Die Kultur soll Sieger sein. Wenn beim Festival von Avignon, was die Leistungsschau des französischen Theaters sein sollte, durch den Programmmitgestalter Thomas Ostermaier sich ein deutscher Schwerpunkt auftut, dann gleichzeitig auch die Frage, welche Nation die glücklichere ist, indem sie das bessere Theater hat. Ostermaier hat sich selbst und seine Kollegen Frank Castorf und Christoph Marthaler ausgesucht anzutreten, um den Franzosen zu zeigen, was anständiges Sprechtheater ist. Keine schlechte Wahl, keine kleinen Namen, keine großen Erwartungen, dass die Gastgeber das, was sie sehen, gleich verstehen und super finden werden.
Frank Castorf hat in der Heimat wenig Lob bekommen für seine Bühnenversion des Pitigrilli-Romans Kokain. Er tritt damit als erster in den Ring am Rand der Stadt in einer Maschinenhalle, in der er von seinen Besuchern verlangt, drei Stunden bei anständiger Hitze zu verweilen. Eine gute Reihe von ihnen nutzt den ersten Stromausfall, sich aus dem Staub zu machen, die übrigen erfahren, dass deutsches Theater laut, selbstverliebt, mit Tieren, multimedial und konsequent ist: Wenn vom Rausch die Rede ist, ist er auch zu erleben. Das kracht, das stinkt, das lässt schwitzen, das macht aber auch Spaß und stolz, physisch durchgehalten zu haben.
Theater heißt sich zur Schau stellen, Bescheidenheit ist unbrauchbar. Richtig repräsentativ hat Thomas Ostermaier vier eigene Inszenierungen ausgewählt, stellvertretend fürs Deutsche. Sein Woyzeck siedelt am Stadtrand, wahrscheinlich im Osten der heutigen Republik beim Kiosk von Andres neben dem Kanalrohr. Soviel Moderne kann nur wenig vom alten Text gebrauchen, dafür Musik von AC/DC und den Beastie Boys. 2500 Zuschauer im Innenhof des Papstpalastes ertragen geduldig den kalten Mistral und erfahren, dass es im deutschen Theater laut sein muss und Hunde darin vorkommen. Politisch und engagiert ist es und komisch. Wer will eine Sache schimpfen, über die er so viel lachen kann? Der Hauptmann zieht sich aus, nimmt ein Bad im Abwasserkanal, und die Menge ist aus dem Häuschen. Mit dem Original hat das wenig zu tun, aber es ist gut und eine Art, mit Büchner umzugehen.
Marthaler ist Schweizer, aber er zählt hier als Deutscher. Sein Groundings ist im Théâtre municipal zu sehen, am ersten so klimatisierten Ort, der keine Zweifel aufruft, ob eine südfranzösische Stadt im Sommer optimal für ein Theaterfestival ist. So sehr er sich dagegen wehrt, wird keiner den Eindruck bestreiten können nach Avignon, dass das körperliche Befinden die Aufnahme eine Stücks beeinflusst. Marthaler ist vielleicht der Beste, um zu demonstrieren, worum es auf den deutschen Bühnen gerade geht: sich durchaus ernst und erwachsen eines Themas anzunehmen, in dem Fall die Pleite von Swiss Air und die Verrohung und Verblödung des Menschen in der kapitalen Welt, und dabei nicht zu vergessen, dass die meisten Zuschauer sich amüsieren gekommen sind. So sind Momente wahren Glücks erlebbar und sich alle einig beim Schlussapplaus.

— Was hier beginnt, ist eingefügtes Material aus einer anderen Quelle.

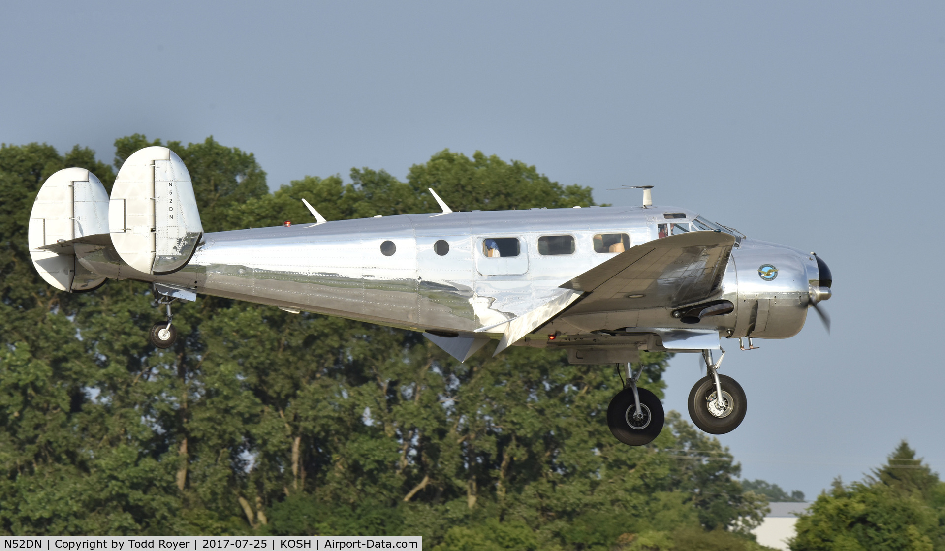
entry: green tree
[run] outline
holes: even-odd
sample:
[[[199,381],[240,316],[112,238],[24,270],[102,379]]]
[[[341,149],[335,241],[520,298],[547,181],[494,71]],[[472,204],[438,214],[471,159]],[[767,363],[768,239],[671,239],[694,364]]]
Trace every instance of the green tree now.
[[[119,138],[115,166],[161,143]],[[208,232],[307,219],[302,198],[329,219],[437,211],[426,187],[456,210],[593,204],[588,188],[478,152],[439,152],[404,182],[360,168],[351,183],[309,176],[270,194],[250,153],[213,138],[167,146]],[[214,297],[176,305],[179,339],[155,349],[146,334],[162,313],[146,284],[59,293],[32,269],[32,199],[70,164],[111,186],[88,149],[0,148],[0,502],[16,504],[0,508],[0,531],[422,534],[443,549],[669,549],[683,533],[752,543],[745,530],[764,500],[716,439],[675,413],[651,446],[613,439],[612,366],[517,347],[493,358],[494,344],[460,364],[417,333]],[[658,394],[668,359],[644,355],[642,384]]]
[[[771,484],[760,478],[755,480],[742,480],[742,488],[746,491],[751,491],[764,495],[768,501],[793,501],[798,503],[804,501],[803,491],[795,490],[791,493],[787,493],[777,484]]]
[[[945,483],[902,441],[862,482],[833,482],[798,519],[795,551],[945,549]]]

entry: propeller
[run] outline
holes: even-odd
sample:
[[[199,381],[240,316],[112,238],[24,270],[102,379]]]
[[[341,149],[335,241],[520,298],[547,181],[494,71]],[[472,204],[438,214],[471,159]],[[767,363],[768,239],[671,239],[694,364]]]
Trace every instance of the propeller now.
[[[820,317],[820,321],[824,324],[824,328],[827,329],[827,334],[830,334],[830,316],[824,311],[820,306],[817,305],[820,301],[826,301],[831,298],[831,286],[833,284],[833,274],[830,271],[830,267],[824,262],[822,258],[817,256],[816,252],[812,252],[814,258],[817,262],[817,278],[819,286],[811,289],[811,299],[810,305]]]
[[[817,303],[813,300],[811,301],[811,306],[814,308],[814,311],[817,313],[817,316],[820,317],[820,321],[823,322],[824,328],[827,330],[827,334],[830,335],[830,315],[820,308],[820,306],[817,306]]]

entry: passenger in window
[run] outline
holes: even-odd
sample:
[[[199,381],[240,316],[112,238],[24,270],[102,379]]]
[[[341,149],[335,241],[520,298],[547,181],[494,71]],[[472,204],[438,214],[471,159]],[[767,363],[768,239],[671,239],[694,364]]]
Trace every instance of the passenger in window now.
[[[484,245],[486,247],[486,256],[490,258],[502,256],[499,252],[499,244],[495,242],[495,239],[487,239]]]
[[[627,233],[597,233],[593,236],[594,252],[623,252],[630,248]]]

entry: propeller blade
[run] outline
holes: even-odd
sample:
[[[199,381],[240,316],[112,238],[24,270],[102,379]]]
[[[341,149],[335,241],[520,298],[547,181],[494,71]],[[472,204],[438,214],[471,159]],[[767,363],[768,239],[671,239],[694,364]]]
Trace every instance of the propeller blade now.
[[[823,322],[824,328],[827,329],[827,334],[830,335],[830,316],[827,315],[827,312],[821,310],[820,306],[817,306],[816,302],[811,302],[811,306],[814,307],[814,310],[817,313],[817,316],[820,317],[820,321]]]

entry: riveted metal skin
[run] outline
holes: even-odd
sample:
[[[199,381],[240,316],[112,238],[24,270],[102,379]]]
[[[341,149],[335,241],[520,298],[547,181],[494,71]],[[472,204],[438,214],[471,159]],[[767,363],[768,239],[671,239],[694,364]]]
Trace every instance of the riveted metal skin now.
[[[702,293],[706,296],[696,296],[696,291],[677,293],[681,302],[658,303],[654,292],[669,280],[654,276],[657,279],[649,287],[615,298],[620,301],[617,310],[608,310],[610,301],[606,301],[600,306],[602,316],[572,314],[595,292],[575,288],[577,284],[573,280],[618,254],[630,255],[633,248],[657,240],[658,224],[666,222],[664,213],[675,213],[672,221],[679,224],[696,215],[660,206],[532,209],[404,215],[212,232],[203,234],[186,266],[167,275],[132,268],[109,245],[75,248],[83,267],[109,278],[164,283],[200,294],[467,337],[500,338],[507,322],[558,301],[562,309],[514,344],[605,351],[592,355],[608,359],[635,357],[640,350],[718,348],[719,336],[785,338],[800,331],[810,287],[818,279],[813,256],[773,243],[725,237],[718,232],[721,237],[710,238],[711,231],[690,232],[706,239],[673,236],[680,242],[717,241],[714,249],[710,243],[703,252],[694,252],[686,260],[690,264],[680,267],[691,272],[700,258],[716,263],[712,286],[705,287],[711,292]],[[684,218],[679,217],[680,213]],[[594,236],[605,233],[628,234],[630,250],[595,252]],[[564,234],[575,238],[572,254],[540,254],[539,237]],[[519,254],[490,256],[487,240],[497,238],[518,239]],[[440,240],[449,244],[443,255],[435,250]],[[390,256],[381,250],[385,241],[396,245]],[[713,251],[720,252],[713,256]],[[762,279],[758,272],[762,265],[776,267],[777,277]],[[733,311],[704,317],[696,324],[673,317],[674,310],[714,300],[731,301]],[[547,336],[553,334],[560,336],[549,340]],[[708,346],[707,338],[713,337],[715,345]],[[577,356],[584,357],[576,354],[576,361]]]

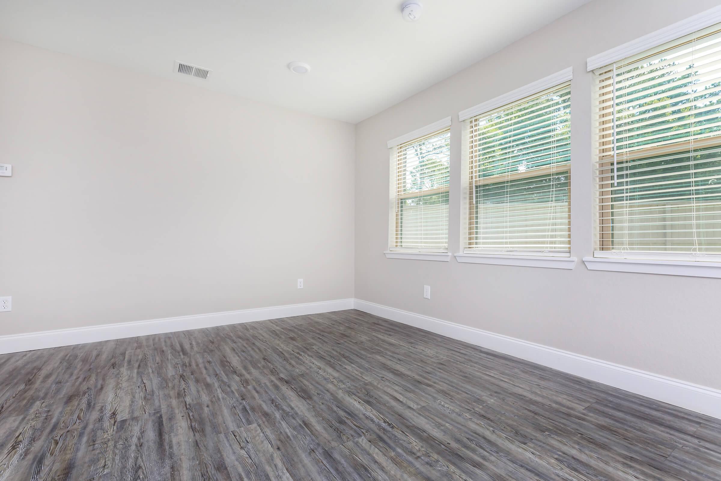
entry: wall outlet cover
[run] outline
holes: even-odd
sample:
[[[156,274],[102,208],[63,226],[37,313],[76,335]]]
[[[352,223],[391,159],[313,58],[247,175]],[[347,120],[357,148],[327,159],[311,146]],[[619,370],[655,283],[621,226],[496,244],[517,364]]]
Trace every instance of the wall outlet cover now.
[[[12,298],[8,297],[0,297],[0,312],[5,312],[6,311],[12,310]]]

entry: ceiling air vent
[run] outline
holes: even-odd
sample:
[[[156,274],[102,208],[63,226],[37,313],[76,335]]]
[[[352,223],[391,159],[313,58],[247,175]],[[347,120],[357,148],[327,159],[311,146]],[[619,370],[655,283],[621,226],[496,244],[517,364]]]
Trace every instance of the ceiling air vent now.
[[[175,71],[178,74],[182,74],[183,75],[190,75],[190,76],[207,80],[208,76],[211,74],[211,72],[213,71],[208,69],[199,67],[197,65],[190,65],[190,63],[183,63],[182,62],[176,61]]]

Den Franzosen dagegen ist das Theater kein Platz zum Blödeln. Ihnen ist das Wort was wert. 40 Kilometer ausgelagert steht ein Zirkuszelt, in dem Claire Lasne Princes et Princesses von Michel Ocelot für Kinder inszeniert hat. Das sind drei kurze Märchen mit jeweils mindestens einer Prinzessin oder einem Prinzen. Zwei Schauspielerpaare, von denen eines ausschließlich in Gebärdensprache kommuniziert, stellen dar. Tempo entsteht durch die ständige Unterhaltung mit Gesten und gesprochenen, simultan übersetzten Worten. Schön anzusehen, bunt und, wie immer bei gutem Kindertheater, auch ein Riesenfest für die Alten.
Die Minimalismusschraube eins weiter dreht Ludovic Lagarde mit seiner Urinszenierung von Gertrude Steins Oui dit le tres jeune homme, einem Stück aus dem Widerstand. Leere Bühne, schauspielerisch nicht schlecht, atmosphärisch nicht undicht, allerdings wären ein bisschen Soße oder ein Schluck Rotwein gut, um den trockenen Brocken ganz hinunterzubekommen. Außerdem ist es kaum erregend eine französischen Flagge als einzigen Bühnenhintergrund die volle Zeit anzuschauen, auch wenn es den befürchteten Sinn ergibt.
L'illusion comique von Pierre Corneille ist ein großes Stück über das Theater. Frédéric Fisbach lässt es nicht nur ganz spielen, sondern erfindet noch einen Epilog dazu, und seine Schauspieler erzählen privat, wie sie zur Bühne kamen. Er findet zweieinhalb Stunden lang Bilder, durch die das Zuschauen zu einem Rausch wird und der Ort magisch. Der Weg nach draußen ist danach wie ein Schritt in eine andere, alt gewordene Welt. Eigenartigerweise, wahrscheinlich aber wieder hitzegetrieben, treten ihn Scharen bereits vor dem schönen Ende an.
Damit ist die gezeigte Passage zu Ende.